C’est donc un acte entièrement gratuit pour toute patiente atteinte d’un cancer du sein dans le cadre de l’Affection de Longue Durée s’il est réalisé dans un établissement hospitalier.
Pourquoi des pigments et pas des encres dites « définitives » ?
Mis en place par voie invasive dans la peau, le pigment constitue un implant médical qui reste à vie dans le corps du patient. Les produits utilisés au Centre Antoine Lacassagne sont des pigments stériles à partir de critères très stricts afin qu’ils soient agréés CEIIb.
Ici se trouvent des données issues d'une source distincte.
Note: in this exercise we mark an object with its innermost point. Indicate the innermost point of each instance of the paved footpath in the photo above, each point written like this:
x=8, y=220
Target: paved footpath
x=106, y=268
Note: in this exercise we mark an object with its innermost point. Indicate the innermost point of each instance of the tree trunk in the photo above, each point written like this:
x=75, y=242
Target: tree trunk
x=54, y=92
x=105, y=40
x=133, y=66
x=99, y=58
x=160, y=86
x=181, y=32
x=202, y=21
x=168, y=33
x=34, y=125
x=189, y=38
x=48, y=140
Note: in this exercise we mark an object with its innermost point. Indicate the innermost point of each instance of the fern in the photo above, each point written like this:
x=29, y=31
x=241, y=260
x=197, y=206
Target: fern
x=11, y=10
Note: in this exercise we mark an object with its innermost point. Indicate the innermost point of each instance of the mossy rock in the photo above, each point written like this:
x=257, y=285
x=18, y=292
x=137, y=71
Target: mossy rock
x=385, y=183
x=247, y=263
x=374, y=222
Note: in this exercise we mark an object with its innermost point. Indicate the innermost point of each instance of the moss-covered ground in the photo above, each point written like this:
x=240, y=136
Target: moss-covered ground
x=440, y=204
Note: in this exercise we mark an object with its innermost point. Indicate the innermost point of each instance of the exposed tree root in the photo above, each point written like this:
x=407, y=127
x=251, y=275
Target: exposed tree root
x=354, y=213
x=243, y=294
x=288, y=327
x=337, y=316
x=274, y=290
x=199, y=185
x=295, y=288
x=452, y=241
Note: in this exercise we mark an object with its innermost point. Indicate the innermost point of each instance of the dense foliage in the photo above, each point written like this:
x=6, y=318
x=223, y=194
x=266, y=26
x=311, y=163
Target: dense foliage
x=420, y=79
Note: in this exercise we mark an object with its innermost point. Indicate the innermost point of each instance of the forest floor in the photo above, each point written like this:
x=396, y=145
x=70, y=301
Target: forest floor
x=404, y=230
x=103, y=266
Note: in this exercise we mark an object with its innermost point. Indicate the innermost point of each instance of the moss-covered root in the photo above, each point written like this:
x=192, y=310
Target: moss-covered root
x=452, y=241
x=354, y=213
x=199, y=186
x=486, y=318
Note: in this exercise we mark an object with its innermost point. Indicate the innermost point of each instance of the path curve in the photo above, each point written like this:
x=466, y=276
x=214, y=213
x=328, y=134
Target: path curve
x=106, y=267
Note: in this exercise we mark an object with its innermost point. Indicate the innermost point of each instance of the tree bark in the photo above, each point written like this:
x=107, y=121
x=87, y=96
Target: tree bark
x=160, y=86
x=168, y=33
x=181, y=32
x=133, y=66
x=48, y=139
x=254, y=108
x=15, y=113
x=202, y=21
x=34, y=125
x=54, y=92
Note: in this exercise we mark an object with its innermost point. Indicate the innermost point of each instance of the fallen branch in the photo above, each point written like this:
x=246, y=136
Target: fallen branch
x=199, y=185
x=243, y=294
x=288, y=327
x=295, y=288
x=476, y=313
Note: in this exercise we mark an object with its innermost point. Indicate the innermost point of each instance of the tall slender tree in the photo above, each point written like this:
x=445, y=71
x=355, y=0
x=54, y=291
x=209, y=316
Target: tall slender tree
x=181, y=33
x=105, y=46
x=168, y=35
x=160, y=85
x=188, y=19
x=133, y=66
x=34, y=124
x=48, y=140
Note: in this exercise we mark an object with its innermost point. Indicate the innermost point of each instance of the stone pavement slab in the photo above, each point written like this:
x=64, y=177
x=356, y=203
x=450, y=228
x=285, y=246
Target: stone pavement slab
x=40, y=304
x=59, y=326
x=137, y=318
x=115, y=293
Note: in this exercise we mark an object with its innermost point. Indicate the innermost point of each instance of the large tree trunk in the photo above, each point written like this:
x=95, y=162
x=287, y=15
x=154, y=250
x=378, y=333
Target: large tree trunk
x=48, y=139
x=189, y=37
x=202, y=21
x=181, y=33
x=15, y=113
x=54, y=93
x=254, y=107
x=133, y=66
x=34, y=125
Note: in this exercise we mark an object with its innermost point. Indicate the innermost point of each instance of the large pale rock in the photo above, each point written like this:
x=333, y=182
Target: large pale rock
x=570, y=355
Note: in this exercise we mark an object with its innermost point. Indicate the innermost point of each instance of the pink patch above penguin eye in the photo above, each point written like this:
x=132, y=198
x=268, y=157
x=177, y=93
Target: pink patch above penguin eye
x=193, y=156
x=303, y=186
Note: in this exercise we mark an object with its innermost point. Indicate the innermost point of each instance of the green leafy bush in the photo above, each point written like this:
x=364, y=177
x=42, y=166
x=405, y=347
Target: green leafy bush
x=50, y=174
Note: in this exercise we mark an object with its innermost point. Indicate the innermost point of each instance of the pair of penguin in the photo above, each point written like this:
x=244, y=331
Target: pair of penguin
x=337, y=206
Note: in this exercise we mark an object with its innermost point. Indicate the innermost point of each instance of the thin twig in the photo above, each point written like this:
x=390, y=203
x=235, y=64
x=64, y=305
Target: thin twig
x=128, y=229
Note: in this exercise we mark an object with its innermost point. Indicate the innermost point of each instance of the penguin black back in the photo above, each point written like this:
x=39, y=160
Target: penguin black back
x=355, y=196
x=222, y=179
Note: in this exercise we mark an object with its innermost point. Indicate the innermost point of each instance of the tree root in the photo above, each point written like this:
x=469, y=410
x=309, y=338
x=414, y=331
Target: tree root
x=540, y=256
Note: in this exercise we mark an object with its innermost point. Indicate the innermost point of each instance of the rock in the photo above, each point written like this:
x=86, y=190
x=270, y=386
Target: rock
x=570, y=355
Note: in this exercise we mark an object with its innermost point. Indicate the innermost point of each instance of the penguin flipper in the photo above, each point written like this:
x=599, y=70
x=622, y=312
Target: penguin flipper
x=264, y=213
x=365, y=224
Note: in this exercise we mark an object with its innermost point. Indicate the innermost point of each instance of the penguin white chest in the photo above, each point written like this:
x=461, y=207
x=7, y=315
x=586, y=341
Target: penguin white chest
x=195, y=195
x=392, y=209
Ils sont issus de mélanges de pigments et de dispersants 100% naturel d’origine végétale, ne contenant ni eau, ni produit pétrochimique.
Une première étude réalisée en 2017 montre scientifiquement la toxicité des encres par rapport aux pigments naturels. Cette étude a été réalisée sur des tissus humains au synchrotron de Grenoble (European Syncrotron Radiation Facility, ESRF).
Les résultats ont été publiés dans Scientific Reports, revue open access :
« Lors de la cicatrisation, et tout au long de la vie, une partie de l’encre est phagocytée par les macrophages du système immunitaire, et éliminée par la lymphe, c’est pour ça qu’on retrouve de l’encre dans les ganglions. »
Synchrotron-based ν-XRF mapping and μ-FTIR microscopy enable to look into the fate and effects of tattoo pigments in human skin Ines Schreiver, Bernhard Hesse, Christian Seim, Hiram Castillo-Michel, Julie Villanova, Peter Laux, Nadine Dreiack, Randolf Penning, Remi Tucoulou, Marine Cotte Andreas Luch
Certains produits qui composent l’encre des tatouages se déplacent à l’intérieur du corps sous forme de nanoparticules et atteignent même les ganglions lymphatiques, montre pour la première fois cette étude franco-allemande.
Les patientes pendant et après un cancer ont souvent une baisse immunitaire contributive aux traitements et il semble donc important d’informer sur les bénéfices/risques lors de la décision d’une réalisation de tatouage.
Si le tatouage médical existe depuis l’Antiquité sous forme de rites et de croyances visant à éloigner les mauvais esprits et amener la bonne santé, de nos jours, c’est un véritable outil permettant à nos patients de se réconcilier avec leur corps.